Barnwell Reports Net Earnings of $6.25 Million and $0.73 Net EPS for Fiscal Year Ended September 30, 2021


HONOLULU, Dec. 20, 2021 (GLOBE NEWSWIRE) -- Barnwell Industries, Inc. (NYSE American: BRN) today reported results for the three months and year ended September 30, 2021.

Highlights

  • Fiscal year 2021 net earnings improved by $11 million, to $6.25 million, from a net loss of $4.75 million in fiscal year 2020
  • Fiscal year 2021 net earnings per share of $0.73, compared to a net loss of $0.57 per share
  • Q4 Net earnings were $1,547,000, $0.16 per share, compared to $628,000, $0.08 per share last year
  • Sale of Honolulu office and oil property generate proceeds of $2,385,000 in our fourth quarter
  • Cash at September 30, 2021, totaled $11,279,000, $1.19 per share, and at November 30, 2021, $12,862,000, $1.36 per share

Mr.

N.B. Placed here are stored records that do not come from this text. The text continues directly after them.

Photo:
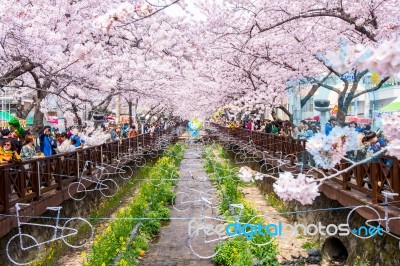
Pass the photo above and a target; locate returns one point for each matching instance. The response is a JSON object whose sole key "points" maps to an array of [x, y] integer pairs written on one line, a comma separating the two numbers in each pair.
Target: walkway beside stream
{"points": [[171, 246]]}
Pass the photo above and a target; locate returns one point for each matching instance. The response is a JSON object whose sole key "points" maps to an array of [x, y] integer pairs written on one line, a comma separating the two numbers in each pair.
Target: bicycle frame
{"points": [[56, 227]]}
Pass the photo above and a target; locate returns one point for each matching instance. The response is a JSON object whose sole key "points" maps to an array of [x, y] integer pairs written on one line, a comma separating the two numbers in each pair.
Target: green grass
{"points": [[237, 250], [310, 245], [149, 202]]}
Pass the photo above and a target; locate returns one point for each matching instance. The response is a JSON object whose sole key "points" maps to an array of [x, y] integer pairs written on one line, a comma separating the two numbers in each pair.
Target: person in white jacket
{"points": [[65, 145]]}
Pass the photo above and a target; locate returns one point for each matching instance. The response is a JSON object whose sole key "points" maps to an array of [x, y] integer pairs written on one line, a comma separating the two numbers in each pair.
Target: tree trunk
{"points": [[130, 113], [286, 111], [341, 115], [37, 120], [273, 114]]}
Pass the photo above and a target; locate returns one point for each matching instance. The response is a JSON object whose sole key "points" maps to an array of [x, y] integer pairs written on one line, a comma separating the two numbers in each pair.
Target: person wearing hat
{"points": [[48, 145], [331, 124], [6, 134]]}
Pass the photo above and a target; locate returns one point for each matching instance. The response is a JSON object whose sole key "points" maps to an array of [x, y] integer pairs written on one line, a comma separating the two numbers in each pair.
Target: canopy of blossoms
{"points": [[239, 56]]}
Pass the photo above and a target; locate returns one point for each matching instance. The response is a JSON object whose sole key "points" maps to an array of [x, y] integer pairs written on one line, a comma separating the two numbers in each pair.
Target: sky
{"points": [[176, 10]]}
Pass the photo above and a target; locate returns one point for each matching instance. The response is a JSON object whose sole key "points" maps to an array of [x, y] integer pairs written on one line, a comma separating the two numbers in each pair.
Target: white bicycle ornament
{"points": [[78, 190], [24, 249]]}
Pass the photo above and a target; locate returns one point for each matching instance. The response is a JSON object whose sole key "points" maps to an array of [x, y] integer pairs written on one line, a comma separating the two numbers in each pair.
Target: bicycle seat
{"points": [[387, 193], [54, 208], [206, 200]]}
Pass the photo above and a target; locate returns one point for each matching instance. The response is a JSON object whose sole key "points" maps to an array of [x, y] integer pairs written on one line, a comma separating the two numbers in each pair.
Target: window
{"points": [[309, 107]]}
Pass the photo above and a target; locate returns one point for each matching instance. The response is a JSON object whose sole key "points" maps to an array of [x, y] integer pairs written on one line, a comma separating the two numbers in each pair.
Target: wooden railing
{"points": [[382, 173], [29, 180]]}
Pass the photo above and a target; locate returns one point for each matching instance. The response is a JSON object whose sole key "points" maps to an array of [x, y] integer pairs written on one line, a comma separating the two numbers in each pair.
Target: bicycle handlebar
{"points": [[17, 205]]}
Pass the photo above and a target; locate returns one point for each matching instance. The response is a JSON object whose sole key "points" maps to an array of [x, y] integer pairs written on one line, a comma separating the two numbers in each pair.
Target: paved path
{"points": [[172, 246], [288, 247]]}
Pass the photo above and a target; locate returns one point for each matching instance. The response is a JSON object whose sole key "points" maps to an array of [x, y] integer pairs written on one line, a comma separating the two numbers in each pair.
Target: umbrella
{"points": [[392, 107]]}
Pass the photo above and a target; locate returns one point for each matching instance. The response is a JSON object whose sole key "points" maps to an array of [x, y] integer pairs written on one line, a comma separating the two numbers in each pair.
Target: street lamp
{"points": [[323, 107]]}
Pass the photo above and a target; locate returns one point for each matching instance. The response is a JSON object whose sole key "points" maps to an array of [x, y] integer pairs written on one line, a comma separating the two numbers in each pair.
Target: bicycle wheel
{"points": [[181, 201], [125, 172], [70, 236], [156, 178], [262, 238], [108, 187], [205, 241], [77, 191], [269, 169], [240, 157], [140, 161], [25, 254], [153, 154], [214, 197], [363, 230]]}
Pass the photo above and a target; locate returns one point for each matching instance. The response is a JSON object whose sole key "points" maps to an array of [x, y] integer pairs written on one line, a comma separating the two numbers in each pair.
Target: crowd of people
{"points": [[50, 141], [369, 141]]}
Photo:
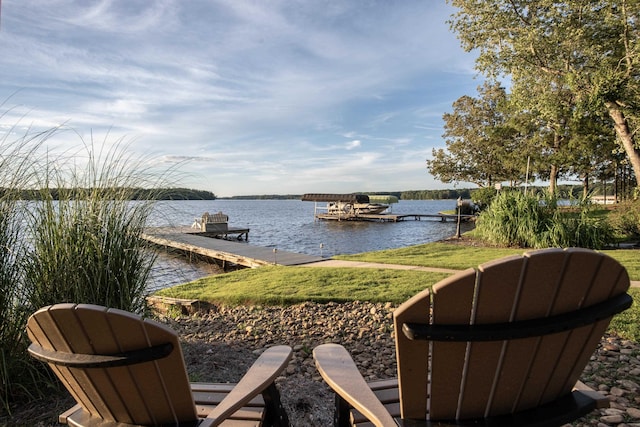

Alexander Kinzler, Chief Executive Officer of Barnwell, commented, “Our significantly improved results for this quarter as compared to the prior year quarter were driven by a $1,164,000 gain recognized on the sale of the Company’s Honolulu corporate office and a $818,000 gain on the sale of our Spirit River oil assets. The Company also benefited from higher oil and natural gas prices which increased 80% and 85%, respectively. Partially offsetting these increases, contract drilling operating results decreased $1,151,000 as the prior year’s quarter included work on a significant profitable drilling contract and higher costs were incurred on current contracts. Also, general and administrative expenses increased $703,000 due to increases in non-cash share-based compensation expenses related to stock options granted in February 2021, compensation costs and professional fees.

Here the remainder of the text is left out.